From: Suren Baghdasaryan <surenb@google.com>
To: akpm@linux-foundation.org
Cc: jannh@google.com, Liam.Howlett@oracle.com,
lorenzo.stoakes@oracle.com, vbabka@suse.cz, pfalcato@suse.de,
linux-mm@kvack.org, linux-kernel@vger.kernel.org,
stable@vger.kernel.org
Subject: Re: [PATCH 1/1] mm: fix a UAF when vma->mm is freed after vma->vm_refcnt got dropped
Date: Mon, 28 Jul 2025 10:16:59 -0700 [thread overview]
Message-ID: <CAJuCfpGDFcz0rTdnJx3UkSCDt3Ri-R55swZcqOoiLBbg8iF2zw@mail.gmail.com> (raw)
In-Reply-To: <20250728170950.2216966-1-surenb@google.com>
On Mon, Jul 28, 2025 at 10:09 AM Suren Baghdasaryan <surenb@google.com> wrote:
>
> By inducing delays in the right places, Jann Horn created a reproducer
> for a hard to hit UAF issue that became possible after VMAs were allowed
> to be recycled by adding SLAB_TYPESAFE_BY_RCU to their cache.
>
> Race description is borrowed from Jann's discovery report:
> lock_vma_under_rcu() looks up a VMA locklessly with mas_walk() under
> rcu_read_lock(). At that point, the VMA may be concurrently freed, and
> it can be recycled by another process. vma_start_read() then
> increments the vma->vm_refcnt (if it is in an acceptable range), and
> if this succeeds, vma_start_read() can return a recycled VMA.
>
> In this scenario where the VMA has been recycled, lock_vma_under_rcu()
> will then detect the mismatching ->vm_mm pointer and drop the VMA
> through vma_end_read(), which calls vma_refcount_put().
> vma_refcount_put() drops the refcount and then calls rcuwait_wake_up()
> using a copy of vma->vm_mm. This is wrong: It implicitly assumes that
> the caller is keeping the VMA's mm alive, but in this scenario the caller
> has no relation to the VMA's mm, so the rcuwait_wake_up() can cause UAF.
>
> The diagram depicting the race:
> T1 T2 T3
> == == ==
> lock_vma_under_rcu
> mas_walk
> <VMA gets removed from mm>
> mmap
> <the same VMA is reallocated>
> vma_start_read
> __refcount_inc_not_zero_limited_acquire
> munmap
> __vma_enter_locked
> refcount_add_not_zero
> vma_end_read
> vma_refcount_put
> __refcount_dec_and_test
> rcuwait_wait_event
> <finish operation>
> rcuwait_wake_up [UAF]
>
> Note that rcuwait_wait_event() in T3 does not block because refcount
> was already dropped by T1. At this point T3 can exit and free the mm
> causing UAF in T1.
> To avoid this we move vma->vm_mm verification into vma_start_read() and
> grab vma->vm_mm to stabilize it before vma_refcount_put() operation.
>
> Fixes: 3104138517fc ("mm: make vma cache SLAB_TYPESAFE_BY_RCU")

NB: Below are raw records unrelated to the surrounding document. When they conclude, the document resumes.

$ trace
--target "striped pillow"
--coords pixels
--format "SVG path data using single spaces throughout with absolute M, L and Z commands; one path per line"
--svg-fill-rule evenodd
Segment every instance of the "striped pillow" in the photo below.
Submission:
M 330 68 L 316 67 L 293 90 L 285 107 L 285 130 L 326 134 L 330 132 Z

> Reported-by: Jann Horn <jannh@google.com>
> Closes: https://lore.kernel.org/all/CAG48ez0-deFbVH=E3jbkWx=X3uVbd8nWeo6kbJPQ0KoUD+m2tA@mail.gmail.com/
> Signed-off-by: Suren Baghdasaryan <surenb@google.com>
> Cc: <stable@vger.kernel.org>
> ---
> - Applies cleanly over mm-unstable.
> - Should be applied to 6.15 and 6.16 but these branches do not
> have lock_next_vma() function, so the change in lock_next_vma() should be
> skipped when applying to those branches.

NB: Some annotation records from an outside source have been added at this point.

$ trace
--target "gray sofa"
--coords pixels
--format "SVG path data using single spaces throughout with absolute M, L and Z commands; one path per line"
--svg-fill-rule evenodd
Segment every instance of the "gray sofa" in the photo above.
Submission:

Andrew, if you would like me to post a separate patch for 6.15 and
6.16 please let me know. The merge conflict in those branches should
be trivial: just skip the change in lock_next_vma() which does not
exist in those branches.
>
> include/linux/mmap_lock.h | 21 +++++++++++++++++++++
> mm/mmap_lock.c | 10 +++-------
> 2 files changed, 24 insertions(+), 7 deletions(-)
>
> diff --git a/include/linux/mmap_lock.h b/include/linux/mmap_lock.h
> index 1f4f44951abe..4ee4ab835c41 100644
> --- a/include/linux/mmap_lock.h
> +++ b/include/linux/mmap_lock.h
> @@ -12,6 +12,7 @@ extern int rcuwait_wake_up(struct rcuwait *w);
> #include <linux/tracepoint-defs.h>
> #include <linux/types.h>
> #include <linux/cleanup.h>
> +#include <linux/sched/mm.h>
>
> #define MMAP_LOCK_INITIALIZER(name) \
> .mmap_lock = __RWSEM_INITIALIZER((name).mmap_lock),
> @@ -183,6 +184,26 @@ static inline struct vm_area_struct *vma_start_read(struct mm_struct *mm,
> }
>
> rwsem_acquire_read(&vma->vmlock_dep_map, 0, 1, _RET_IP_);
> +
> + /*
> + * If vma got attached to another mm from under us, that mm is not
> + * stable and can be freed in the narrow window after vma->vm_refcnt
> + * is dropped and before rcuwait_wake_up(mm) is called. Grab it before
> + * releasing vma->vm_refcnt.
> + */
> + if (unlikely(vma->vm_mm != mm)) {
> + /*
> + * __mmdrop() is a heavy operation and we don't need RCU
> + * protection here. Release RCU lock during these operations.
> + */
> + rcu_read_unlock();
> + mmgrab(vma->vm_mm);
> + vma_refcount_put(vma);
> + mmdrop(vma->vm_mm);
> + rcu_read_lock();
> + return NULL;
> + }
> +
> /*
> * Overflow of vm_lock_seq/mm_lock_seq might produce false locked result.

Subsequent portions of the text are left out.